Heroic Words, Heroic Deeds

In the bulk of the first section of Luke’s Gospel, we see the energetic activity of the Hero as His reputation builds. After being rejected in His hometown of Nazareth, He sets up a base of operations in the lake city of Capernaum. From there He launches on a campaign of teaching, healing, and miracles. Through these miracles He demonstrates His power over evil, over nature, and over sickness and death. Finally, in the climax of the section, Peter proclaims that Jesus is, indeed, the Christ, the Hero, that Israel has been waiting for and Jesus is transfigured to show His deity, authority, and power.

Then, in an ironic twist, Jesus turns the tables on His enthusiastic followers and warns them that, although they are correct to say that He is the Christ, they are grossly shortsighted as to the true meaning of this fact. He challenges the crowd that to follow Him would mean to lose everything. He also warns His disciples to not give credence to the opinions of the crowds. From this point on, Jesus sets His noble face towards Jerusalem where the final feat of this heroic quest awaits Him.

In the second half of the book we feel the tone change in Jesus’ ministry.
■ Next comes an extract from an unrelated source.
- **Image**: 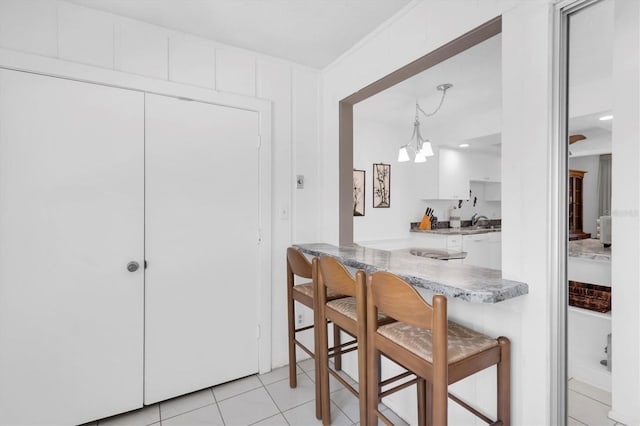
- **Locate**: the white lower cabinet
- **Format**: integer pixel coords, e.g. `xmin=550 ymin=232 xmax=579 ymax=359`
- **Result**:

Beginning at the end of chapter 9, Jesus sets his face towards Jerusalem to complete his Hero’s mission.

There are four sections that chronicle this Hero’s Journey.

The Invasion and Explanation of the Kingdom

As Jesus set out for Jerusalem he sent 72 of his disciples ahead of Him to spread the good news of the Kingdom of God and to invite everyone to sit at the great banquet of the King. As the invitation was

extended and the responses began to return, the true nature and purpose of the Kingdom of God became evident. During this time Jesus’ teaching was very pointed and very harsh.

One of the major things to keep in mind while studying Luke is that he seems to have a heavy-handed agenda to emphasize the aspect of Jesus’ teaching that elevated the poor and outcast of society out of the social quagmire and onto equal footing with the rich and the “healthy.” In this section we see that the rich and healthy rejected God’s invitation and that the poor, the sick, and the little children were the ones who God really wanted at His banquet. The Kingdom of God is the great equalizer.

Approaching Jerusalem

As Jesus approaches Jerusalem, the account of the blind man and the account of Zaccheus are told. These stories are told in order to contrast the true Kingdom of God with the Kingdom of Man. Inside the walls of Jerusalem lived the “wise” men of Israel, the keepers of the Law, the enlightened ones. Supposedly these men were the caretakers of God’s Kingdom, of God’s Vineyard. Jesus knew their hearts,

though, and He knew that they would reject the true Kingdom of God when it was presented to them in living color. Here, however, in the lives of a blind man and a wretched tax collector, were the true members of God’s Kingdom. Jesus didn’t want resumes and money and knowledge and prestige.

These things would not get a person into the Kingdom of God. Jesus wanted broken and repentant hearts. As He healed the blind man and ate a meal with Zacheus, He was demonstrating what the Kingdom of God is all about.

Clash of the Titans

Once inside the walls of Jerusalem things changed. The fickle crowd greeted Him with shouts of “Hosanna” and great expectations of a New Kingdom being established that would rid them of the Romans, but soon they would turn on Him to have Him killed. The Pharisees laid traps for Him and tried to defeat Him until they eventually, through treachery and lies, dragged Him to his execution.

In this section, Jesus bravely squares off with elders of Jerusalem and condemns them for being arrogant, blind, self-serving leaders who heaped burdens on the backs of God’s people and kept the Kingdom of God out.

The Hero’s Victory

In the final section, Jesus sets the world on its ear. Instead of valiantly fighting His way to the top, He humbly submitted to the curses and torture of unrighteous men and allowed Himself to be executed. Through this selfless act, the power of sin and death was once and for all defeated, the curtain dividing men from God was ripped in two, and the true Kingdom of God was unleashed on the world.